Ebenfalls erwähnenswert sind die Schlussanträge der Generalanwältin Kokott im Hinblick auf die Auslegung des Störungsverbots des Art. 12 Abs. 1 lit. b) FFH-RL. Nicht zuletzt vor dem Hintergrund des in dieser Vorschrift sprachlich weit gefassten Störungsbegriffs schlägt Kokott insoweit vor, das Störungsverbot dieser Bestimmung populationsbezogen, also im Hinblick auf zu erwartende Beeinträchtigungen des Erhaltungszustandes einer geschützten Art, zu interpretieren. Maßgeblich soll dabei nicht die Verschlechterung des Erhaltungszustands einer lokalen Population (so im nationalen Recht § 44 Abs. 1 Nr. 2 Hs. 2 BNatSchG), sondern vielmehr der Erhaltungszustand der jeweiligen Art im Hoheitsgebiet des betreffenden Mitgliedstaates bzw. – bei grenzüberschreitenden Sachverhalten – in der jeweiligen biogeografischen Region sein.
Ausblick
Die Auslegung des Unionsrechts durch den EuGH ist für die nationalen Gerichte der Mitgliedsstaaten bindend.

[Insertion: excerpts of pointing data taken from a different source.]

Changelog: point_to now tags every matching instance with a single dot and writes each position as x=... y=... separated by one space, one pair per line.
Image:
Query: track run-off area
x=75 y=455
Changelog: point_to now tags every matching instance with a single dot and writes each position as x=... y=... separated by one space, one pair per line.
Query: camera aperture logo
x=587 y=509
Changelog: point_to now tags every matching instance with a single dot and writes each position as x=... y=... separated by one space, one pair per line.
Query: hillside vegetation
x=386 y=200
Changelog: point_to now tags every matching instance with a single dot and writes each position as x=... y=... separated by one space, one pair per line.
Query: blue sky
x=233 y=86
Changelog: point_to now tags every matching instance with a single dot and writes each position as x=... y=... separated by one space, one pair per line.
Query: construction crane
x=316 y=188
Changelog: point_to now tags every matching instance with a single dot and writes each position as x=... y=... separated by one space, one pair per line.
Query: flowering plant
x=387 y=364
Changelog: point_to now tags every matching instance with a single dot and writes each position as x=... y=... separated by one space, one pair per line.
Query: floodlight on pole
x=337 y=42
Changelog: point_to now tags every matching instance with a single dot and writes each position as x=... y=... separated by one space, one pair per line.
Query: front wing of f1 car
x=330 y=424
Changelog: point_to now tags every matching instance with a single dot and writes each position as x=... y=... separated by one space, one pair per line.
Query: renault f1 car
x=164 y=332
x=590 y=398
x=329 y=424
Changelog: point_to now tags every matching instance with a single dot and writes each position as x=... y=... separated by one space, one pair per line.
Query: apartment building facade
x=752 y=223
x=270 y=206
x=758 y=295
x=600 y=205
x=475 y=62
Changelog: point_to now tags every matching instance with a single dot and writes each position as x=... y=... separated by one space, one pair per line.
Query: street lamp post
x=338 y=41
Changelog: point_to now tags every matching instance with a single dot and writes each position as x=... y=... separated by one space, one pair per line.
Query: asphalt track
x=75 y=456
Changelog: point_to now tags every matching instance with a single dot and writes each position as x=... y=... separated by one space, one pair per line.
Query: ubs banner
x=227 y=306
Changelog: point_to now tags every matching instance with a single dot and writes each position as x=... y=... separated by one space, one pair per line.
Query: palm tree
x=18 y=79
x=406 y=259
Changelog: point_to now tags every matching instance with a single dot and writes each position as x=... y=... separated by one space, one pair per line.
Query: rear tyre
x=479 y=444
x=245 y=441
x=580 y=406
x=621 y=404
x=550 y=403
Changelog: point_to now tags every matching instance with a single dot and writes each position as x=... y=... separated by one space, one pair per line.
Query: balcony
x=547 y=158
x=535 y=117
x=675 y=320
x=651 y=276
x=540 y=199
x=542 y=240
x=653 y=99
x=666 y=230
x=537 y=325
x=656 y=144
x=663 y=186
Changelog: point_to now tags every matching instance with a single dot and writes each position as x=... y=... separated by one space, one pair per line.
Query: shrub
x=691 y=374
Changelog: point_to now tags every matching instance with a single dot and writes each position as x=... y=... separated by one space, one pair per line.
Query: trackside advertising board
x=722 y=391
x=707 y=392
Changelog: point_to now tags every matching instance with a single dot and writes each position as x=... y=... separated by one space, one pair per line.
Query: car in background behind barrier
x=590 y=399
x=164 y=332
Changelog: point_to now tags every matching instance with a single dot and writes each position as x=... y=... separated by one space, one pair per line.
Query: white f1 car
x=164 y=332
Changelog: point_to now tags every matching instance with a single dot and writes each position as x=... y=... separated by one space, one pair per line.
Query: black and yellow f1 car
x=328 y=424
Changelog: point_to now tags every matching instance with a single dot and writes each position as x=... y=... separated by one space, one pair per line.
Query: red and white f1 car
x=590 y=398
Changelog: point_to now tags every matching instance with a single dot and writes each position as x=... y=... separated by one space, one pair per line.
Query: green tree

Folgt der EuGH den hier auszugsweise vorgestellten Schlussanträgen der Generalanwältin Kokott, müsste das BVerwG seine Rechtsprechung zur Auslegung der artenschutzrechtlichen Verbotstatbestände in Teilen entsprechend anpassen. Dies hätte für die Verwaltungspraxis in Deutschland deutliche Erleichterungen bei der Planung und Zulassung großer Infrastrukturprojekte zur Folge. Eine Entscheidung ist im Gerichtskalender des EuGH für den 04.03.2021 angekündigt.